De conclusie van het voorgaande is dat [eiser] niet de eigenaar is van de trailer. Er is daarom geen grondslag voor toewijzing van zijn vorderingen. De vorderingen van [eiser] zullen daarom worden afgewezen. De overige stellingen van partijen daarover behoeven om die reden geen bespreking.
Proceskosten
4.11.
Omdat [eiser] in het ongelijk wordt gesteld, zal hij de proceskosten van Wilkoja moeten betalen. Wilkoja maakt aanspraak op een volledige proceskostenvergoeding omdat volgens haar sprake is van een evident ongegronde vordering en [eiser] de waarheidsplicht van artikel 21 van het Wetboek van Burgerlijke Rechtsvordering (Rv) op grove wijze heeft geschonden.
4.12.
De rechtbank stelt voorop dat voor een volledige proceskostenveroordeling alleen plaats is in geval van buitengewone omstandigheden. Dat is het geval als misbruik wordt gemaakt van procesrecht of een partij onrechtmatig jegens de andere partij handelt door een procedure te starten. Anders dan Wilkoja betoogt, is daarvan in dit geval geen sprake.

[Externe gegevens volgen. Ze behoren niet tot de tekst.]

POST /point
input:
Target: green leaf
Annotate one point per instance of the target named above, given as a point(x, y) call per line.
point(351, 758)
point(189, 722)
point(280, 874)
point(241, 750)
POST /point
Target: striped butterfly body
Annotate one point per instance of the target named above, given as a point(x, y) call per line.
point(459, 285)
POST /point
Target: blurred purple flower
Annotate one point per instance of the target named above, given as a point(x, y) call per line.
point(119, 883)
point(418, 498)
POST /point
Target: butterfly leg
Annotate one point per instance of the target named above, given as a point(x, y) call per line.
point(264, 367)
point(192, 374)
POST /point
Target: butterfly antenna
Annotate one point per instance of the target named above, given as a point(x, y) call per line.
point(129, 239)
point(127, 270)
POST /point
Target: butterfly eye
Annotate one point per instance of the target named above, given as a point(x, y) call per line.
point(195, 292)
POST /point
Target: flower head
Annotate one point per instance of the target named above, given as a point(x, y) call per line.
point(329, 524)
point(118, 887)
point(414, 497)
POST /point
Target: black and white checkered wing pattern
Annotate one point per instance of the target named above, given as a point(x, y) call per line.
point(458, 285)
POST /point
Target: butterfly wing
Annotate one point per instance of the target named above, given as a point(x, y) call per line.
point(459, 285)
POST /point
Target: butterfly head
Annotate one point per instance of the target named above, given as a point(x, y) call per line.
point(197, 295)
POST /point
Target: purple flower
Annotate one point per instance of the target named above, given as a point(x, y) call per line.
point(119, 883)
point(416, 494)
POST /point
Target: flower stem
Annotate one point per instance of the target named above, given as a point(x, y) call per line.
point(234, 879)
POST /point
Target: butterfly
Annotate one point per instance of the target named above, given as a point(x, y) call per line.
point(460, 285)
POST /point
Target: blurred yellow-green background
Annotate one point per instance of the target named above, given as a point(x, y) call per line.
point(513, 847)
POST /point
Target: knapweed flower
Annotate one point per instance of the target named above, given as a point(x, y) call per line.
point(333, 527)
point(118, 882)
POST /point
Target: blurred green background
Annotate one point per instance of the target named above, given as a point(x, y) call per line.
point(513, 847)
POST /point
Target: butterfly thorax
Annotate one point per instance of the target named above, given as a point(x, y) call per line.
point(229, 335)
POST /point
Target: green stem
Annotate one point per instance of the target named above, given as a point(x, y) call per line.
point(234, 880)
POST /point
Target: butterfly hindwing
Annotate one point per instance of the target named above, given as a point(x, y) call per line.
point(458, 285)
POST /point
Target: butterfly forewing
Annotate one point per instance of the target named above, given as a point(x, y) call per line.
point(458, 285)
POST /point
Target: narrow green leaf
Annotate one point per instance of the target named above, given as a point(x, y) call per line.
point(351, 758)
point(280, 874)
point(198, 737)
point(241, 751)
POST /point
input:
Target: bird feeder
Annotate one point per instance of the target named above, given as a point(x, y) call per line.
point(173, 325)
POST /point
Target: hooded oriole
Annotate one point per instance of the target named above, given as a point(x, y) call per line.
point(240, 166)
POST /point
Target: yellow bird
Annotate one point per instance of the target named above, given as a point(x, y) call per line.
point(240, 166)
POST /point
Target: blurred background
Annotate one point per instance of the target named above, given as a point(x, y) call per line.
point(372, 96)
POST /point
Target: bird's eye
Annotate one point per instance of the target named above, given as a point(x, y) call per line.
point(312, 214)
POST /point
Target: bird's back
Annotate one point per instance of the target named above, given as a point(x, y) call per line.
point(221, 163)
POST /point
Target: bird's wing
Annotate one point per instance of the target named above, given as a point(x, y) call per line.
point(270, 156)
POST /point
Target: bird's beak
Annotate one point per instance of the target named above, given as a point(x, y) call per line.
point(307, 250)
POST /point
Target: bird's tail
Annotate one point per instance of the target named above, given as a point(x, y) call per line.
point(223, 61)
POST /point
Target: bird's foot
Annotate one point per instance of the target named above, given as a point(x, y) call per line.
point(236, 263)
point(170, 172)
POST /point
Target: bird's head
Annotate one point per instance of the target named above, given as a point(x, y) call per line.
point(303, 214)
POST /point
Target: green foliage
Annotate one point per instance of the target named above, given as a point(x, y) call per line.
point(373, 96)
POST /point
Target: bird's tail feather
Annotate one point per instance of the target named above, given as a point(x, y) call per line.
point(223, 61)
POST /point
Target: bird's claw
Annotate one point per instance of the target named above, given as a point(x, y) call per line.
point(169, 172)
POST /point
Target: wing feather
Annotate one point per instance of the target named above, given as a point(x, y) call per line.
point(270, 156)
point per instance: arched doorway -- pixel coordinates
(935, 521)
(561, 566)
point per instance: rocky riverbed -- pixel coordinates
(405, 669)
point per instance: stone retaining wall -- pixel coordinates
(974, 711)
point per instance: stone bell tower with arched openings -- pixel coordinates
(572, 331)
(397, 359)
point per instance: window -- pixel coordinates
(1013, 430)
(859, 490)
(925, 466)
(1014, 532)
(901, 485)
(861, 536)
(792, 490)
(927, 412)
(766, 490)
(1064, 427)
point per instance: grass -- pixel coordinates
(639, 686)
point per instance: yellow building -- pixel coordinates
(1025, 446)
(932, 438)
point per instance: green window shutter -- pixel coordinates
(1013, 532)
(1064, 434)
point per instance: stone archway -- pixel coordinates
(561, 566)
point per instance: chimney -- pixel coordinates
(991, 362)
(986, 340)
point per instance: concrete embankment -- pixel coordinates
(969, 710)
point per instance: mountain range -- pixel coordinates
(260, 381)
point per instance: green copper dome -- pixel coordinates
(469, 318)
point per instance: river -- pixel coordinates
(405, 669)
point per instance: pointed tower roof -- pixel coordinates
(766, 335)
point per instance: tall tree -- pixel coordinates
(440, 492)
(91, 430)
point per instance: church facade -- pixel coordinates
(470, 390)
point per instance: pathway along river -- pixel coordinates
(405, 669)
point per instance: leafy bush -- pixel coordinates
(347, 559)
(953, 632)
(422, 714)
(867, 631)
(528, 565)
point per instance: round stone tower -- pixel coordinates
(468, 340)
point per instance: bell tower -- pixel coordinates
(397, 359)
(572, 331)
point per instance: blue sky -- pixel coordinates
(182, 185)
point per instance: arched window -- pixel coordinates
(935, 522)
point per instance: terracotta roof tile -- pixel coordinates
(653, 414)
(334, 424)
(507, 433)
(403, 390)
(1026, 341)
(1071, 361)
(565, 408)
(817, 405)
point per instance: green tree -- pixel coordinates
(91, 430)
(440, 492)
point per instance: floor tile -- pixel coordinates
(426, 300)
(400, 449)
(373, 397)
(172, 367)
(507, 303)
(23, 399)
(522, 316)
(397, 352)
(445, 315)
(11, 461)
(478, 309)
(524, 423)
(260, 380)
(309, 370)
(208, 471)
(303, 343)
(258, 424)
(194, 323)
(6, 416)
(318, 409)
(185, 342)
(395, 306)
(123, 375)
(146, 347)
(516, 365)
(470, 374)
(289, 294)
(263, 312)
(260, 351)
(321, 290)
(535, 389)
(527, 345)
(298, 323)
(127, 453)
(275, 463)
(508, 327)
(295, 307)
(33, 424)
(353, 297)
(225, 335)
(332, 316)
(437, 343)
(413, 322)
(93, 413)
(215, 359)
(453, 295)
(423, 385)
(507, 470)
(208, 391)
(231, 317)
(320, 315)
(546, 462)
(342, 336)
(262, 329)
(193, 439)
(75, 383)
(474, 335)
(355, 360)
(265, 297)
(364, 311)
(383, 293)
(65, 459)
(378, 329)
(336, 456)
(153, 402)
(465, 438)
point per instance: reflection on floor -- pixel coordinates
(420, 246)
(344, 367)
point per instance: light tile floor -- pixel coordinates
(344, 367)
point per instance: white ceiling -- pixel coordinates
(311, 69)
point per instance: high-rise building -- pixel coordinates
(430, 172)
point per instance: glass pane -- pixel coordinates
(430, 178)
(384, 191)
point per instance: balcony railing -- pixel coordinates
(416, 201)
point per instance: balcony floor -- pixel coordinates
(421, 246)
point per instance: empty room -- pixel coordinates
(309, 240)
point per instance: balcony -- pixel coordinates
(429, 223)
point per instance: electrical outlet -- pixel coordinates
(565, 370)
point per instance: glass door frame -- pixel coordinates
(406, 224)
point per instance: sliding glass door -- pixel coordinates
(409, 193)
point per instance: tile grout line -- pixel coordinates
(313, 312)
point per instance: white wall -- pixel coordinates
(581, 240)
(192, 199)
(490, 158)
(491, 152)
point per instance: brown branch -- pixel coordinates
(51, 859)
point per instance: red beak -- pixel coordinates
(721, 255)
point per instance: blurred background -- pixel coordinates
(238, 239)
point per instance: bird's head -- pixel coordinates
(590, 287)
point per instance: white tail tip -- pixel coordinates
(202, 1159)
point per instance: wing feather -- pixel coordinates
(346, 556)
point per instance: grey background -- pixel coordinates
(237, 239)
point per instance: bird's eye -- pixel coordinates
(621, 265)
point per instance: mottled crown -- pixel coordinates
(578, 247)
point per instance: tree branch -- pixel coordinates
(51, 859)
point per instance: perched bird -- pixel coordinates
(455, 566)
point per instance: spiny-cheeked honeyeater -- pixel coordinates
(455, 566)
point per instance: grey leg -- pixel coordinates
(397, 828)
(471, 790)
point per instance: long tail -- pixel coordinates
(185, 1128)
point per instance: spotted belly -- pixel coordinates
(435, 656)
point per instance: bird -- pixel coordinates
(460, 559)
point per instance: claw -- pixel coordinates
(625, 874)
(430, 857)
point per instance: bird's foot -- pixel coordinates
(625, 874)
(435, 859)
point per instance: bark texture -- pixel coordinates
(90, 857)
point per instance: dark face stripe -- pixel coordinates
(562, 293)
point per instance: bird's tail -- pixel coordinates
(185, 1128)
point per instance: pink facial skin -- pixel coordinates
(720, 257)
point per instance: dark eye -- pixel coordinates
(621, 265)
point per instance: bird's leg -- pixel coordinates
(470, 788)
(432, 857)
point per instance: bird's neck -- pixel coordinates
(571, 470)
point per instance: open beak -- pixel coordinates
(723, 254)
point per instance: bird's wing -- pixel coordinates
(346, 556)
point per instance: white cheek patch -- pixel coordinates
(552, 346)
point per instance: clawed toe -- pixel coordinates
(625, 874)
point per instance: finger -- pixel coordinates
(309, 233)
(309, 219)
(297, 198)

Niet is gebleken dat [eiser] zijn vorderingen heeft gebaseerd op feiten en omstandigheden waarvan hij de onjuistheid kende of behoorde te kennen dan wel op stellingen waarvan hij op voorhand moest begrijpen dat deze geen kans van slagen hadden.
Van een schending van artikel 21 Rv die tot gevolg zou moeten hebben dat de daadwerkelijk door Wilkoja gemaakte proceskosten voor rekening van [eiser] moeten worden gebracht, is de rechtbank ook niet gebleken.
De rechtbank zal het salaris van de advocaat daarom bepalen aan de hand van het toepasselijke liquidatietarief.
4.13.
De rechtbank begroot de proceskosten van Wilkoja op:
  • Griffierecht € 2.889,00
  • Salaris advocaat € 2.428,00 (2 punten à € 1.214,00, volgens tarief IV)
  • Nakosten € 178,00 (plus verhoging zoals in de beslissing vermeld)
-------------
Totaal € 5.495,00.
De gevorderde wettelijke rente over de proceskosten zal op de hierna te melden wijze worden toegewezen.
in voorwaardelijke reconventie
4.14.
Omdat de rechtbank niet oordeelt dat [eiser] eigenaar is van de trailer, is de voorwaarde waaronder Wilkoja de eis in reconventie heeft ingesteld niet vervuld. De vordering in reconventie kan daarom onbesproken blijven.

5.De beslissing

De rechtbank
in conventie
5.1.
wijst het gevorderde af,
5.2.
veroordeelt [eiser] in de proceskosten van Wilkoja van € 5.495,00, te betalen binnen 14 dagen na aanschrijving daartoe, te vermeerderen met € 92,00 plus de kosten van betekening als [eiser] niet tijdig aan de proceskostenveroordeling voldoet en het vonnis daarna wordt betekend, en te vermeerderen met de wettelijke rente daarover als deze niet binnen 14 dagen na aanschrijving zijn betaald,
5.3.
verklaart dit vonnis ten aanzien van de onder 5.2. genoemde proceskostenveroordeling uitvoerbaar bij voorraad;
in voorwaardelijke reconventie
5.4.
verstaat dat de voorwaarde waaronder de eis in reconventie is ingesteld niet is vervuld.
Dit vonnis is gewezen door mr. N. Boots en in het openbaar uitgesproken op 29 januari 2025.

Voetnoten

1.Productie 9 dagvaarding, eerste foto.